> V- ACTEURS (la plupart en EP) > CPE, AED > CPE, AED (Témoignages) > L’accueil à la grille le matin (Journal de bord d’un CPE en Rep+)

Voir à gauche les mots-clés liés à cet article

L’accueil à la grille le matin (Journal de bord d’un CPE en Rep+)

14 octobre 2019

JOURNAL DE BORD D’UN CPE EN REP +

Le temps d’accueil du matin est un moment important qu’il ne faut pas négliger. La grille marque la séparation entre deux mondes qui s’interpénètrent entre eux. Il s’agit d’une zone frontière et comme toute zone de ce type, elle est très animée au moment des entrées et des sorties. Passer cette frontière l’adolescent devient un adolescent-élève et il va devoir respecter un certain nombre de règles qui ne s’appliquent pas forcément dans l’autre espace. Ainsi, il nous faut instaurer un rituel afin de « symboliser » au mieux ce passage. Comme le soulignait un article du journal Le Monde qui avait relaté durant plusieurs mois le quotidien d’un établissement d’éducation prioritaire à Clichy-sous-Bois, il s’agit bien « d’un rituel scolaire à part entière ».
Ainsi, nous avons travaillé avec notre équipe d’assistants d’éducation à la manière d’accueillir les élèves. Lorsque je suis arrivé dans cet établissement j’avais remarqué que certains AED « checkaient » des élèves à la grille. Ce geste familier m’apparaissait problématique pour au moins deux raisons. Premièrement il laissait à penser que certains élèves avaient plus de proximité avec les AED ce qui pouvait nuire à la relation éducative. Deuxièmement, il ne mettait pas assez à distance les deux mondes, celui de la rue et celui du collège. Lorsque j’étais assistant d’éducation je me souviens avoir fait à de multiples reprises la grille avec la chef d’établissement qui se faisait un point d’honneur à dire « bonjour » à chaque élève qui la franchissait. Avec notre équipe, nous effectuons donc cette tâche quotidienne et ce « bonjour du matin » marque la considération que nous avons pour les élèves. La symbolisation du passage entre l’adolescent et l’adolescent-élève se fait aussi par le rangement des objets non autorisés comme le téléphone portable, les écouteurs ou par le fait que les élèves doivent ôter tout signe de religiosité.

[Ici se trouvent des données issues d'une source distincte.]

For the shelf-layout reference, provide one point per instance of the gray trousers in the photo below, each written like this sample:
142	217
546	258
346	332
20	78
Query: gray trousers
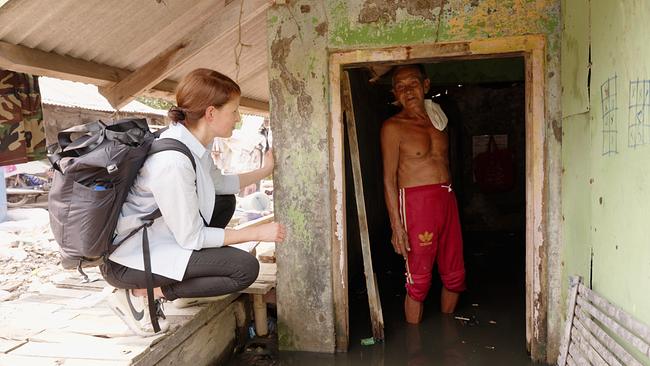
210	272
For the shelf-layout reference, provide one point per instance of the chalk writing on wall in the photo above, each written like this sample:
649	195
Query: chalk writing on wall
608	96
638	128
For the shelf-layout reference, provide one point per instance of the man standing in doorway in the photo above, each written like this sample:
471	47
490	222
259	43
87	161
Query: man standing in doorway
419	198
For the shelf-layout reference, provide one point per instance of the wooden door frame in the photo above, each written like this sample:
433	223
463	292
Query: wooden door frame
532	49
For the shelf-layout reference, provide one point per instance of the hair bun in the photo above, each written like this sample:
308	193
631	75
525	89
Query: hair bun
176	114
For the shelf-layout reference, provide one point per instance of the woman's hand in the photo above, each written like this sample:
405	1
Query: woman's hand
272	231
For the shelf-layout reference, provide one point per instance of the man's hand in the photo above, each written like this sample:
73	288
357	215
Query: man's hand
269	161
400	241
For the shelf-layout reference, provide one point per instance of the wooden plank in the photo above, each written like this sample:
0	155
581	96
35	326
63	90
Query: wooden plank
574	281
7	345
639	329
605	338
259	310
613	326
76	284
598	346
216	29
570	361
591	354
169	343
258	288
204	345
53	361
256	222
90	351
576	352
374	301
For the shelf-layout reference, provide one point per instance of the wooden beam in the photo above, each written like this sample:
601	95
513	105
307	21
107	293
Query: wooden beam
214	30
36	62
376	315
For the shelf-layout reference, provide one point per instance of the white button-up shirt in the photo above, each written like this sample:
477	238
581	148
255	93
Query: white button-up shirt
166	181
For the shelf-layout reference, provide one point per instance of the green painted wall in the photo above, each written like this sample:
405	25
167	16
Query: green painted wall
300	35
606	182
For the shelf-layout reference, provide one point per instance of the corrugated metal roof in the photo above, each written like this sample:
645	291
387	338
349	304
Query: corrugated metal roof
78	95
127	34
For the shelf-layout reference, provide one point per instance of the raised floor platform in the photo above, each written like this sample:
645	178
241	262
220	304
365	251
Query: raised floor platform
68	326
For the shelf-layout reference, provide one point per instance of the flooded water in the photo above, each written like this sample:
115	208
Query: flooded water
493	303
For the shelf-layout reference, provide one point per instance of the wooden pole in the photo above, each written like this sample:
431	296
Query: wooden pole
259	309
376	315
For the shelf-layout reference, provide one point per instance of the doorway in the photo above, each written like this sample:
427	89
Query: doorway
517	226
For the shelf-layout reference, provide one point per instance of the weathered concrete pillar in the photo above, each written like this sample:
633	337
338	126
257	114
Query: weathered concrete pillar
299	119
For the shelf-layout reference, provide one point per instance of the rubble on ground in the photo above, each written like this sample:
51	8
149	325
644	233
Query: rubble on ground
29	257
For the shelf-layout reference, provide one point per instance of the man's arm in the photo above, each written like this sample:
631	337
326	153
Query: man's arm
390	153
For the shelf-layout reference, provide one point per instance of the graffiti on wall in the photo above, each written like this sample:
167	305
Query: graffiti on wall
608	97
638	110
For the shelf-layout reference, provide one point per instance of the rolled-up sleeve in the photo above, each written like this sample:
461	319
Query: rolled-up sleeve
171	180
224	184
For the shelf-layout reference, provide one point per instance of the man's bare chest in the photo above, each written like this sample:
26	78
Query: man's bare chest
420	141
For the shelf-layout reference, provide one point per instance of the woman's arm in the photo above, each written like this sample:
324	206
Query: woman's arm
266	232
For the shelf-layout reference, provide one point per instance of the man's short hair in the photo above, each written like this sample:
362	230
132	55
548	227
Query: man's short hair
419	67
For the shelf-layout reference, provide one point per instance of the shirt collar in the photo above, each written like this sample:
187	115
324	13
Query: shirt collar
182	134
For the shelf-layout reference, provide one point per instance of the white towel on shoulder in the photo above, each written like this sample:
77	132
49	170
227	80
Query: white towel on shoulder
436	115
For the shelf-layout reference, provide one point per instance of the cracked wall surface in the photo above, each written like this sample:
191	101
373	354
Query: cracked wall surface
300	35
606	152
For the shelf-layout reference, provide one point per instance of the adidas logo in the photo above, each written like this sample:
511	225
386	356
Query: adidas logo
426	238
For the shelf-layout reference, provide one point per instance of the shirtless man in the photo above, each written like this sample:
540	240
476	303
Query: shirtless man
421	204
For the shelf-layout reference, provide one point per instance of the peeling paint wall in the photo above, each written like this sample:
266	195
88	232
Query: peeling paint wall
606	183
299	35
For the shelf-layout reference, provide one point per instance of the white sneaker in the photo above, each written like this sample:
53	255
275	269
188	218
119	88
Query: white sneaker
133	310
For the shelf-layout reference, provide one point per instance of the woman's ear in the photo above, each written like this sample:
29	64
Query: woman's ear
208	114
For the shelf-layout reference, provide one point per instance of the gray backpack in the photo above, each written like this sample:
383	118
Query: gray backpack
93	175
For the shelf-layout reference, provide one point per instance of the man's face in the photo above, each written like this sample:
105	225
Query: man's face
409	90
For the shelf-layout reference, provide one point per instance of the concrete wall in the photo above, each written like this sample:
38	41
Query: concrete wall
606	195
300	35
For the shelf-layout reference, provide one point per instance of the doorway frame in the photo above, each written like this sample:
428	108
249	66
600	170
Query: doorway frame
533	49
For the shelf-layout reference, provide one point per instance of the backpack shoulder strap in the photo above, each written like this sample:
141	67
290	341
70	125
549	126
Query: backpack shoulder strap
166	144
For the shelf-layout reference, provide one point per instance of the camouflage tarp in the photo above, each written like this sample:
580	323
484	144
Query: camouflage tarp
22	135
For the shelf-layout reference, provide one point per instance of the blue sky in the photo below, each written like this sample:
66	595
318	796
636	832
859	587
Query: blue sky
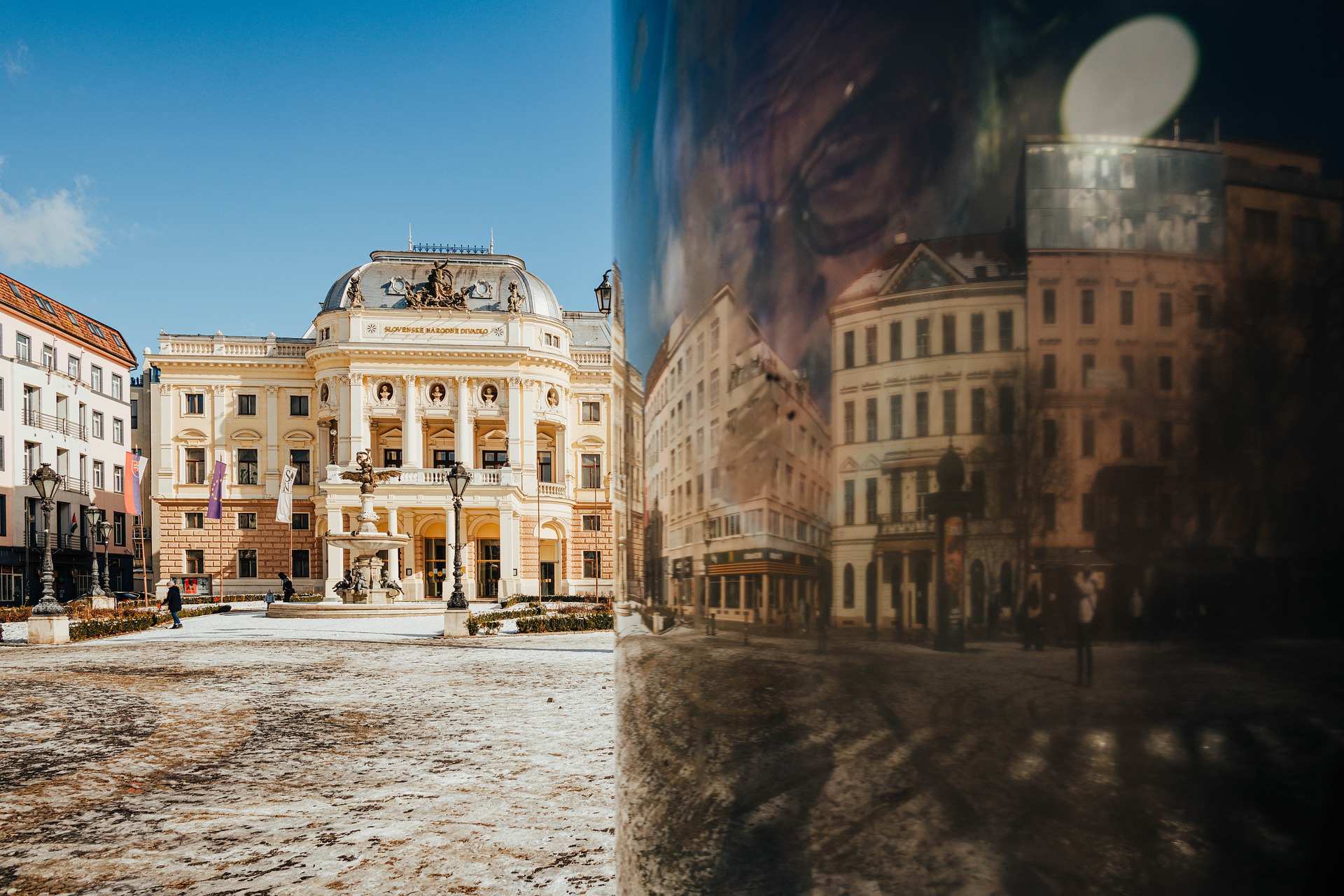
201	167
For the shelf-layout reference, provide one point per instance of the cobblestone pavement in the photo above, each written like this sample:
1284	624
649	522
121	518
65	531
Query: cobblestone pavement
891	769
164	763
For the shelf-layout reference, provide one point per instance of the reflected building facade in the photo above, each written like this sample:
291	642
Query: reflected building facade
927	352
1126	289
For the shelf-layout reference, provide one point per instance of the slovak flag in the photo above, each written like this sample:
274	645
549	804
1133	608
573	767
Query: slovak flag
131	488
216	510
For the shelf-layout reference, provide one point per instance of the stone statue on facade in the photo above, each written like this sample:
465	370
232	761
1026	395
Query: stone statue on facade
440	284
368	476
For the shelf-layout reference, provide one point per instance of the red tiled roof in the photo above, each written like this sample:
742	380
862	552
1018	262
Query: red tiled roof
58	316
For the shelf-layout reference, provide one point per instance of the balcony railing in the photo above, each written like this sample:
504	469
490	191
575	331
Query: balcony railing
905	523
59	540
41	421
593	359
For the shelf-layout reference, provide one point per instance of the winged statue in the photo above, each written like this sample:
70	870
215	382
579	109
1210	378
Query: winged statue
368	476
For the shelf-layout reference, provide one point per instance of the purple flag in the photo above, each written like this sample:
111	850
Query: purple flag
217	489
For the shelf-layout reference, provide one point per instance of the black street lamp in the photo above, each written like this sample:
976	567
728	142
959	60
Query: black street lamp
46	481
93	523
457	481
105	531
952	507
705	596
604	293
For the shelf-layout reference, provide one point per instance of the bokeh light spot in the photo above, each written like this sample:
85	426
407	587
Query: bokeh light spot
1130	81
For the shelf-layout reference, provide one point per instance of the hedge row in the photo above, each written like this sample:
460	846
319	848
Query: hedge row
566	622
86	629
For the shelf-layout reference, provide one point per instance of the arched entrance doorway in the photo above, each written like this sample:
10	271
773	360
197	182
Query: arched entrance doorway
488	562
549	558
870	594
977	593
436	562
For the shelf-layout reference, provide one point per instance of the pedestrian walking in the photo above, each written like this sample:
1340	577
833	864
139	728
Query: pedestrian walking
175	605
1086	613
1032	620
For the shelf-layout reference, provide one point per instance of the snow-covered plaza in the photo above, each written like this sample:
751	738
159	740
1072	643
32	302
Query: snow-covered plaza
252	755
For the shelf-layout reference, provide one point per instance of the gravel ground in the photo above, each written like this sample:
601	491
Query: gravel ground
891	769
251	755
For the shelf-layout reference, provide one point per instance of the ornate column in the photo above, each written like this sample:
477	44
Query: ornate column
413	447
394	555
335	556
358	426
463	441
527	453
510	552
515	424
273	463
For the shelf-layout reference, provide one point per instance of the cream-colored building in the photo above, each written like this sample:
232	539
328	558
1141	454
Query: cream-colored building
737	458
421	359
929	351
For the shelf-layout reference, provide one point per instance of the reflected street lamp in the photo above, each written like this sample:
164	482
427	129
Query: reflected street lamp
457	480
93	524
46	481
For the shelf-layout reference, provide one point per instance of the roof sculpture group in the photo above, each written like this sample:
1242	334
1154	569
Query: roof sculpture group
438	292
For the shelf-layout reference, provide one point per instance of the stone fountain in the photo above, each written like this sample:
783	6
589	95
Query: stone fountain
366	570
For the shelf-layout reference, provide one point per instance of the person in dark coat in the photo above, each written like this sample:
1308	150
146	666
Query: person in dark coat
175	605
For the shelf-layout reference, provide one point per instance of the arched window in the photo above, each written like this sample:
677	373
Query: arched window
977	592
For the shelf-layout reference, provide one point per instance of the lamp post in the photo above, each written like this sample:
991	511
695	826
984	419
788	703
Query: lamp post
93	524
105	531
952	507
604	293
46	480
705	596
457	480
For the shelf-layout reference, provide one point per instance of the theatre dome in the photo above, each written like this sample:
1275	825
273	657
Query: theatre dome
387	279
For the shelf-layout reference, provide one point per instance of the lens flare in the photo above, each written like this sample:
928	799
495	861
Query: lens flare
1130	81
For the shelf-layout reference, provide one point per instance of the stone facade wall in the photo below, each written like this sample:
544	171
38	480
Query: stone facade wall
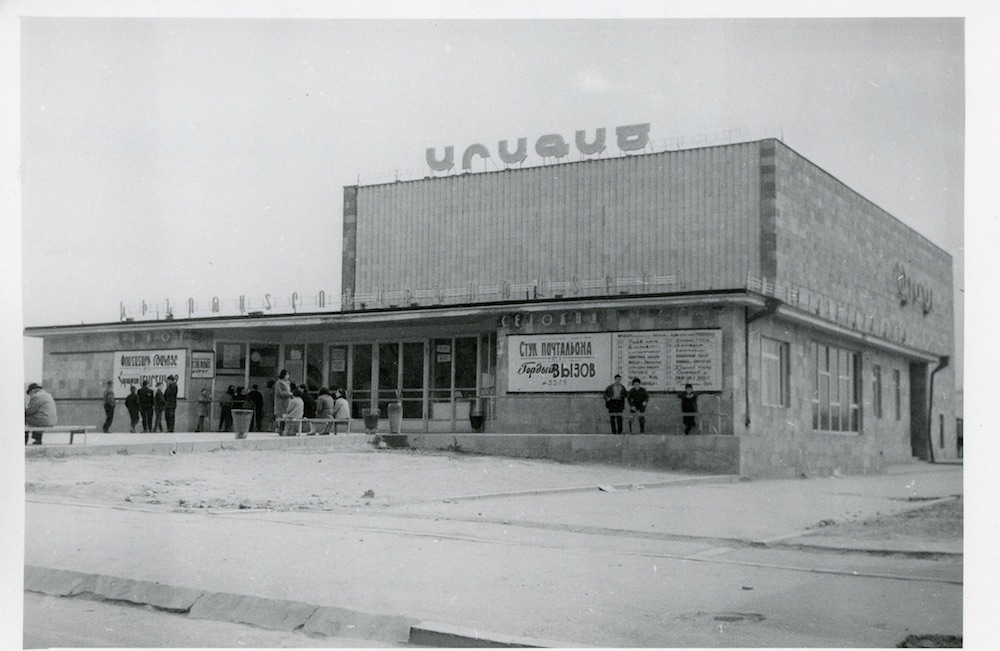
571	413
781	442
882	276
76	368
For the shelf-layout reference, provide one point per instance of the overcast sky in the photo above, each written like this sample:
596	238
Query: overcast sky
171	158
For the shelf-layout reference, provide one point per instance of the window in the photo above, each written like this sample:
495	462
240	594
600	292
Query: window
897	384
836	389
774	373
877	391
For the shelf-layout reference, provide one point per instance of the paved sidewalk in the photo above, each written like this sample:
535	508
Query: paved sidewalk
387	571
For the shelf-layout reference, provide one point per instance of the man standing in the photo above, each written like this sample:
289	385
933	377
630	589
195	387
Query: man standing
40	412
146	401
282	394
638	398
158	406
614	400
170	401
109	406
132	404
689	407
204	410
257	400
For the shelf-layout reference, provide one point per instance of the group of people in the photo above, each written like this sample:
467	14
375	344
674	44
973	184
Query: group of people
616	396
151	407
293	402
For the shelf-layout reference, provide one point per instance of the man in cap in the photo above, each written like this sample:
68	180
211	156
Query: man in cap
40	412
170	401
109	405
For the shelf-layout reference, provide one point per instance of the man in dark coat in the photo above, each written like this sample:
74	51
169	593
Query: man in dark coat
158	406
257	400
638	398
614	400
689	407
170	401
132	404
146	402
109	406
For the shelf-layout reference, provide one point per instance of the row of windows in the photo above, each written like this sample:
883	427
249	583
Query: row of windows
836	384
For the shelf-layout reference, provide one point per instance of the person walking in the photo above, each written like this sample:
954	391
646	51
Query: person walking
282	394
267	418
146	402
308	405
689	407
324	409
204	409
109	406
341	408
292	411
132	404
158	405
226	415
638	398
257	401
170	402
40	412
614	400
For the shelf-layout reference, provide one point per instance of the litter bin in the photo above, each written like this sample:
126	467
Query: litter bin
241	422
370	417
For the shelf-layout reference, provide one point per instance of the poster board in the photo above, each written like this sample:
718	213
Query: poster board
131	367
666	360
564	363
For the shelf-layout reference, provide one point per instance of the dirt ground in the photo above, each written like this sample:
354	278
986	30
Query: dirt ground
942	521
302	480
330	480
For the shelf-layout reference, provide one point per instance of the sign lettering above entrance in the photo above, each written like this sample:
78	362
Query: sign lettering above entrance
632	137
911	292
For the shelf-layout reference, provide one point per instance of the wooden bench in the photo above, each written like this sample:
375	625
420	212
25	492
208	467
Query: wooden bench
327	424
72	429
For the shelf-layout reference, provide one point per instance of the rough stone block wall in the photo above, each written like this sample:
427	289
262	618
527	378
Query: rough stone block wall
833	241
780	441
571	413
75	368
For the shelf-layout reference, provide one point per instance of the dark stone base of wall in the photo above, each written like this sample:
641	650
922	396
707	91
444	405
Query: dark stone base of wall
712	454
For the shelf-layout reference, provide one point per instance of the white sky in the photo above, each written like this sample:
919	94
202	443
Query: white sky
169	158
184	158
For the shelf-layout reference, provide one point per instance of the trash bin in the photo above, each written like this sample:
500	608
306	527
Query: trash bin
241	422
370	417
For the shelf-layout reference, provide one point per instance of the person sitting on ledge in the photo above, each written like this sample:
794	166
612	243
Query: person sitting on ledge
40	412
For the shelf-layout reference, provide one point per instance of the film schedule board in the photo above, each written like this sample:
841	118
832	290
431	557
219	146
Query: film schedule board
666	360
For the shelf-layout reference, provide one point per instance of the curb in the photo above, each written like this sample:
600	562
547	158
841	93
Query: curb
345	442
434	634
684	481
272	614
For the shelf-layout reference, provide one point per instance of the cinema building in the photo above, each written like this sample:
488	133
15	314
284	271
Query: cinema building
816	328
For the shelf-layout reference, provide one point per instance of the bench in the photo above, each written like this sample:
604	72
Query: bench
327	424
72	429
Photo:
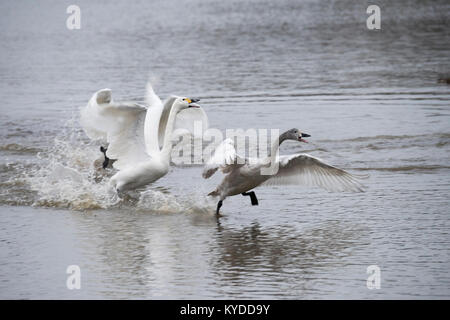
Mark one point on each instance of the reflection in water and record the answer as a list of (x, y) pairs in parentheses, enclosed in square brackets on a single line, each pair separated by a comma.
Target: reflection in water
[(281, 256), (178, 255)]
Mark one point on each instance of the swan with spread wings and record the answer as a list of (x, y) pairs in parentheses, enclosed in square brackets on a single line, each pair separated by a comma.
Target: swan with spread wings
[(245, 174), (139, 136)]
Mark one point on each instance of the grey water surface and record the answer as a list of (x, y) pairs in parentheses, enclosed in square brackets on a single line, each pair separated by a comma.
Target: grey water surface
[(374, 102)]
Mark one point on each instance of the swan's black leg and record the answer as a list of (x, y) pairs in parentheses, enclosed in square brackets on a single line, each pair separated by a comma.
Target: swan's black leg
[(252, 197), (219, 204), (106, 162)]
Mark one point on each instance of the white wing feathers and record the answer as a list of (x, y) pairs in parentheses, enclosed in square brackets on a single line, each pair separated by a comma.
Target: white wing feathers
[(307, 170), (224, 158), (120, 124)]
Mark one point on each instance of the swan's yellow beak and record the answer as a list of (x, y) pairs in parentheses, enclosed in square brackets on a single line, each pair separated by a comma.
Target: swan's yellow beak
[(193, 103)]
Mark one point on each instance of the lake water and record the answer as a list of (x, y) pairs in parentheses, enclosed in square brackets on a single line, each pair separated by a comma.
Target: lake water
[(371, 100)]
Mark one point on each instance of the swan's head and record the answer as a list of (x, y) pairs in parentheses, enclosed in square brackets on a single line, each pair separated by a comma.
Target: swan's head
[(103, 96), (295, 134), (184, 103)]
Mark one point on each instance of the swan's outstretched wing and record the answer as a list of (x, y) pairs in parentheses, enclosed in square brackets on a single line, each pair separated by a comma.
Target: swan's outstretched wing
[(308, 170), (224, 158), (185, 121), (120, 124)]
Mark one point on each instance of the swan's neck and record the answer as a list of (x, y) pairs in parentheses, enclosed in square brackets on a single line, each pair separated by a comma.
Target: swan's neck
[(167, 145), (275, 146)]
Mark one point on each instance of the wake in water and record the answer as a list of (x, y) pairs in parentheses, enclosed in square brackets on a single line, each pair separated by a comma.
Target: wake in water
[(70, 176)]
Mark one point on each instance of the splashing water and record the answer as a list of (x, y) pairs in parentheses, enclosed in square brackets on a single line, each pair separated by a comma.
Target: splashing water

Le carnet de correspondance, objet qui fait la jonction entre les deux mondes, doit être présenté pour pouvoir entrer dans cet « espace scolaire ».

Ce temps d’accueil apparaît être une séquence éducative importante puisqu’il apporte aux élèves un « savoir-être » scolaire en travaillant à la fois sur la politesse mais aussi sur la gestion des retards. Faire comprendre l’importance d’arriver à l’heure à son cours paraît être une évidence mais pour des élèves qui ne maîtrisent pas forcément les codes scolaires ou bien qui sont livrés à eux-mêmes ce travail est nécessaire. Par ailleurs, ce temps d’accueil permet aussi de jauger la « météo scolaire » du matin. Avec l’expérience, il est possible de ressentir l’énervement des élèves. La grille du lundi matin ne sera pas la même que celle du vendredi par exemple. Il est possible d’observer les premières tensions apparues sur le trajet et il n’est pas rare de commencer à régler les premiers conflits à la grille. Ensuite ce temps est aussi un moment de repérage et d’observation. En effet derrière les élèves qui arrivent en retard régulièrement se cachent parfois des situations familiales compliquées. Certains élèves doivent, par exemple, conduire un petit frère et une petite sœur avant d’arriver au collège et il nous faut, par la suite, travailler avec les familles pour trouver des solutions.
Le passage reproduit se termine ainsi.